UNECE (United Nations Economic Commission for Europe) categories and regulations [24].
Some classes were merged for simplicity, while the PEDESTRIAN class was added to account for
the annotation of pedestrians. The final taxonomy is illustrated in Figure 2 (Appendix A).
   Only the leafs of the taxonomy were adopted as labels throughout the annotation process;
however, just a few were actually found in our dataset. Table 1 (left side) reports the label
distribution on the two tasks for the 1, 000 randomly selected records. Provided that testing for
the classification of labels with very few occurrences (e.g., one or zero for T2) is not meaningful,
we decided to remove from the test bed the 13 entries labeled as VAN/TRUCK/TRACTOR/AUTO-
RICKSHAW/ARMORED-CAR for either T1 or T2. Table 1 (right side) illustrates the final dataset
of 987 records. Future work will focus on the annotation of entries containing less common
vehicles, so to be able to evaluate the system for the classification of this type of labels. As
illustrated in the Table, in the T2 task only one label per entry has been annotated (since the
patient could only be in one vehicle), while T1 allowed for multiple labels since multiple vehicles
can be involved in one accident. Moreover, the NS (not specified) tag allows for the classification
of records that do not provide enough information to determine which vehicles were involved in
the accident.
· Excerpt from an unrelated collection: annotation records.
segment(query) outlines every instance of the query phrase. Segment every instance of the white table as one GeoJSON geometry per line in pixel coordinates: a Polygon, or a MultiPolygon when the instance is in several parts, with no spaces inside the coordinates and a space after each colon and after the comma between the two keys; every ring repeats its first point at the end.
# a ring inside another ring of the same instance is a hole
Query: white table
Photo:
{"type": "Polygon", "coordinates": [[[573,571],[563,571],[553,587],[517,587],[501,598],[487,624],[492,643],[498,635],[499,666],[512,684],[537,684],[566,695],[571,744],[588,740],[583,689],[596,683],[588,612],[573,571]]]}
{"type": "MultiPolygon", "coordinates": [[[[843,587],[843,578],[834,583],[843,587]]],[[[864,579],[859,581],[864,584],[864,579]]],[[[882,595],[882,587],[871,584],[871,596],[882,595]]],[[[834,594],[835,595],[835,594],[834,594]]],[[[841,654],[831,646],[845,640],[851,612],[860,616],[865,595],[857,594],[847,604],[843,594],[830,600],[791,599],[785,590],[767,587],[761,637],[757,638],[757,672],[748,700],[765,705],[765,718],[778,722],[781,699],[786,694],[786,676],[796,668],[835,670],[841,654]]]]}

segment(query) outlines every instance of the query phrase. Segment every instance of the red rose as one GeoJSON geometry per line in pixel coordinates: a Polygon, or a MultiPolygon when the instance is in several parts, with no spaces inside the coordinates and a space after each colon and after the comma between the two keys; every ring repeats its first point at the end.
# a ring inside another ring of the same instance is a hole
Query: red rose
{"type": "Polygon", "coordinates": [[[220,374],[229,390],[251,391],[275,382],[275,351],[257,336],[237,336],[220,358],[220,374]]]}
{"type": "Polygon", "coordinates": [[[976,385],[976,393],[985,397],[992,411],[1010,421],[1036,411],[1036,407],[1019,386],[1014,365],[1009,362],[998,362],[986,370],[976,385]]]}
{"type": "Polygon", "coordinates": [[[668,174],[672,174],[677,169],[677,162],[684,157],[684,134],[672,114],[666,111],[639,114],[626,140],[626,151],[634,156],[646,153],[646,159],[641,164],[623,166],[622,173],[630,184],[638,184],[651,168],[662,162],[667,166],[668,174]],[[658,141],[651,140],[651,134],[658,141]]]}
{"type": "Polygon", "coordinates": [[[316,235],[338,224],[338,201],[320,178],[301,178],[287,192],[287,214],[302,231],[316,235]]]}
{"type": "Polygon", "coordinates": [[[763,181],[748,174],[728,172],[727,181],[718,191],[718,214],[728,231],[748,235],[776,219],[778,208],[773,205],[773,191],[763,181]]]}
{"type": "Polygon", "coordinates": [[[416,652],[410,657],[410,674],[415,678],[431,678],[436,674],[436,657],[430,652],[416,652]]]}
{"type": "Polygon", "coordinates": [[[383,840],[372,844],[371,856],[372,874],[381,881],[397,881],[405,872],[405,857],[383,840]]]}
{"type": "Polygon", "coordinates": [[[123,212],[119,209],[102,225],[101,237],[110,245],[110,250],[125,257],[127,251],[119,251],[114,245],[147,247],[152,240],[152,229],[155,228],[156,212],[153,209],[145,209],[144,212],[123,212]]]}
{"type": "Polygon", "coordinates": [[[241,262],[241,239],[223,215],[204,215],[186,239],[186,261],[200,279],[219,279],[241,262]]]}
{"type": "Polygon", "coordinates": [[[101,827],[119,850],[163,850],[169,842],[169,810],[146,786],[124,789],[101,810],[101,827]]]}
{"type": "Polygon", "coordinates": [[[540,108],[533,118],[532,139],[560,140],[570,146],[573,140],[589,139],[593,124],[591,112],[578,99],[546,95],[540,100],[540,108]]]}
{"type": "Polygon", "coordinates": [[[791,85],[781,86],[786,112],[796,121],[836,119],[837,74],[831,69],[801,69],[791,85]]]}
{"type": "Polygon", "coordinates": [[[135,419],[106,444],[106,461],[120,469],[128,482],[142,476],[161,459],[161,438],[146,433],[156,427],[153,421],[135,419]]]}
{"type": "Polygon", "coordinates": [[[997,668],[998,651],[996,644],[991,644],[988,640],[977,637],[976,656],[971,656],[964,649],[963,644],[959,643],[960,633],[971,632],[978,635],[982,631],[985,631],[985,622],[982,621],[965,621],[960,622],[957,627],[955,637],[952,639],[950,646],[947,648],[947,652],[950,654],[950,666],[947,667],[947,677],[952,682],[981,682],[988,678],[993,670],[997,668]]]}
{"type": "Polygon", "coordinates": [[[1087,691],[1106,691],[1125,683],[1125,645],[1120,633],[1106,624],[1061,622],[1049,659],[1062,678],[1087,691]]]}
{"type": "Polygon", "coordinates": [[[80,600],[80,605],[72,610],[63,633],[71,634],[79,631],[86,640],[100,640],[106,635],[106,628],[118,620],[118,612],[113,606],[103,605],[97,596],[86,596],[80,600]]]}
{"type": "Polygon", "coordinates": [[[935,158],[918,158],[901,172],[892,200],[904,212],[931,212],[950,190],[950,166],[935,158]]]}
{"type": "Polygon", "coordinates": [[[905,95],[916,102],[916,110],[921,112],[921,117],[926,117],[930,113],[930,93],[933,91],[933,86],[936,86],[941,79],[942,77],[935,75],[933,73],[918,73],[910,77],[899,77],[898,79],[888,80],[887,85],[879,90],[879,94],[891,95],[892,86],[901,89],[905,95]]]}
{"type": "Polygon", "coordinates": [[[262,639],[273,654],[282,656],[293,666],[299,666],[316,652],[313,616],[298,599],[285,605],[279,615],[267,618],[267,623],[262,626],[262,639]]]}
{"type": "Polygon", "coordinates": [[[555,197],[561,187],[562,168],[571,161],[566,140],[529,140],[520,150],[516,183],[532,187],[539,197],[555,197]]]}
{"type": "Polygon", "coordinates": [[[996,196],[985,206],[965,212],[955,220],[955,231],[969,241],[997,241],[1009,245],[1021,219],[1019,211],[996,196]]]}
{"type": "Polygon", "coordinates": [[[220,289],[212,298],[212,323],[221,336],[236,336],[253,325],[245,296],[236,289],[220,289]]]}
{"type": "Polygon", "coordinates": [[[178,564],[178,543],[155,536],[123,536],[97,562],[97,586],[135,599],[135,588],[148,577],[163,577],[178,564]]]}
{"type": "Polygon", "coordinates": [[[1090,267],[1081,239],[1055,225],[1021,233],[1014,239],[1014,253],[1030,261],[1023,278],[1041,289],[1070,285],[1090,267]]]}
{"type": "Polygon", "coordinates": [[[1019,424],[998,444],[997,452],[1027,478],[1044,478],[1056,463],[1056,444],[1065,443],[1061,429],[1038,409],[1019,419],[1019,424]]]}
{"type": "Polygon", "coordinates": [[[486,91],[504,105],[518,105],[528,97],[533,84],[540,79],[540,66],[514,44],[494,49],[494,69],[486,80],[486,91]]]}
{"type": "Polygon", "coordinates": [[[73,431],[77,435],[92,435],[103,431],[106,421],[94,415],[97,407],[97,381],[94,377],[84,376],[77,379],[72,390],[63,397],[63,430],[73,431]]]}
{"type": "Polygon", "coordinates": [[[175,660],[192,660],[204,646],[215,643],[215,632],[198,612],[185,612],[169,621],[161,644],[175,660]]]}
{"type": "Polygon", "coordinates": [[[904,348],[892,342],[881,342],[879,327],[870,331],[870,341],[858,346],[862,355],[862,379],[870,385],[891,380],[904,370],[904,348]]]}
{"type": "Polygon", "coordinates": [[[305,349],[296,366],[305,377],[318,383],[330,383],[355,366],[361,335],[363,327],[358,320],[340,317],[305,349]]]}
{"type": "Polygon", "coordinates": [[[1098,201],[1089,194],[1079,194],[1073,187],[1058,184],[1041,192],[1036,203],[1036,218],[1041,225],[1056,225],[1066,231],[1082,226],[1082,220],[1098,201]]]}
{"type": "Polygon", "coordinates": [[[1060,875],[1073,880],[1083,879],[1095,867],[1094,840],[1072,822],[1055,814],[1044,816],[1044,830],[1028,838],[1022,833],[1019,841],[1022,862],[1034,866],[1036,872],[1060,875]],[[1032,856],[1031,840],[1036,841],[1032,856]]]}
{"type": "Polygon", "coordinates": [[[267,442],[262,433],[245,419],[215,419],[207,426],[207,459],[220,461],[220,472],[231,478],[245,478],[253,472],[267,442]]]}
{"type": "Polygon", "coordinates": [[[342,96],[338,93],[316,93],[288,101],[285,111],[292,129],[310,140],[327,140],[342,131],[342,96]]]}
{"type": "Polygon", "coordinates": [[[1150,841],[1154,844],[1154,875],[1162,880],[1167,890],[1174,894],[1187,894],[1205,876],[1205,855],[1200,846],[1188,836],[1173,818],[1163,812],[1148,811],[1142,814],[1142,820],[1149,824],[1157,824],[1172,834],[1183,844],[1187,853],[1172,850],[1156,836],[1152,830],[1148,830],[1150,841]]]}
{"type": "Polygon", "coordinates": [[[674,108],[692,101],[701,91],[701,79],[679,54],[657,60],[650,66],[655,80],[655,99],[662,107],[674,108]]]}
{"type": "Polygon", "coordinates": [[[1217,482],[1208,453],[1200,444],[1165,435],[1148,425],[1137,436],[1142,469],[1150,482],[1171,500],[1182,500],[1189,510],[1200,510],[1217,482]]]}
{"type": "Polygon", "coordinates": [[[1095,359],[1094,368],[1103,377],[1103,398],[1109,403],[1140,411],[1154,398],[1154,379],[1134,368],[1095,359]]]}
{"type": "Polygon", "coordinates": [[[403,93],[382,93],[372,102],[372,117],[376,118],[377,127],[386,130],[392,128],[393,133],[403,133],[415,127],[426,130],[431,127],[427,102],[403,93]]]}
The annotation process was carried out by two annotators on the text annotation
tool Doccano [25]. The resulting Inter Annotator Agreement – calculated as Cohen’s kappa
coefficient– was of 0.9957 for T1 and 0.9930 for T2. Such high IAA shows that this task is quite
easy for humans; however, we will show that for artificial systems some language nuances are
still difficult to decipher, especially for T2.




2
    https://en.wikipedia.org/wiki/Vehicle_category.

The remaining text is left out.